Ne sono un emblematico esempio i siti degli Absolut collectors, ma anche dei fanatici della Fiat 500 o dei cultori della Apple, o ancora i siti di boicottaggio contro alcune imprese multinazionali; in entrambi i casi, si tratta di community sorte intorno a marche che già offline godono di una lunga e consolidata notorietà (positiva o negativa). La precisa volontà di scambiare pareri, esperienze, idee fra coloro che condividono una passione (o un’avversione) per il mondo di una certa marca, è elemento propulsore di queste community. Nasce così un’intrinseca connessione fra i membri della community e, soprattutto, un effetto collettivo di distinzione da tutti coloro che non condividono questo “comune sentire” verso uno specifico brand.

Per quanto riguarda le brand community created for consumer Patrizia Musso ritiene che sono due i fattori propulsori di questi luoghi virtuali di dialogo: fattori simbolici, che riguardano la capitalizzazione del sistema valoriale del brand, e fattori sociali, ovvero legati al nuovo ruolo che il brand può ricoprire all’interno del tessuto sociale.

Una brand community può essere utile per la condivisione del patrimonio valoriale del brand al fine di rafforzare il senso di appartenenza e fedeltà dei consumatori, può rappresentare uno strumento utile per far vivere una brand experience virtuale e per attivare un dialogo con i propri consumatori. Essa rappresenta inoltre un’occasione di incontro, scambio di esperienze e creazione di legami tra i consumatori della marca che a volte possono avere anche delle ricadute sociali che si traducono in una serie di eventi e incontri offline.

Tra i casi più significativi e interessanti di brand community italiane è da citare Nutellaville48, la community di Nutella nata nel 2006 e che oggi vanta più di 23000 iscritti.
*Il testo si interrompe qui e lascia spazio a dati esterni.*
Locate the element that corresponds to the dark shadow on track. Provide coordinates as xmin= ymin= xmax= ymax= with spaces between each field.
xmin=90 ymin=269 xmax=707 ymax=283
Al suo interno i membri possono condividere

48 www.nutellaville.it.

emozioni, passioni, esperienze vissute in relazione o meno all’offerta dell’azienda, possono gestire una propria pagina personale dove possono scrivere i propri pensieri, pubblicare foto e video e dialogare con gli altri membri della community, creare ricette a base di Nutella, scaricare simpatici gadgets.

Per quanto riguarda invece le brand community che nascono spontaneamente dai “fan” del brand, due sembrano i fattori propulsivi che portano alla loro nascita: fattori di tipo emotivo, che riguardano la possibilità di condividere all’interno di una comunità la propria passione per la marca, e fattori socio-culturali, legati alla nuova fisionomia del consumatore contemporaneo, sempre più attivo, il quale non si limita a ricevere passivamente il messaggio ma lo interpreta e lo adatta alle proprie esigenze, trasformandolo in discorsi propri.

Spesso all’interno di queste brand community si crea un sapere indipendente da quello delle fonti ufficiali, a volte anche più articolato rispetto a quello proposto del brand. I dialoghi che nascono contribuiscono a creare il valore della marca.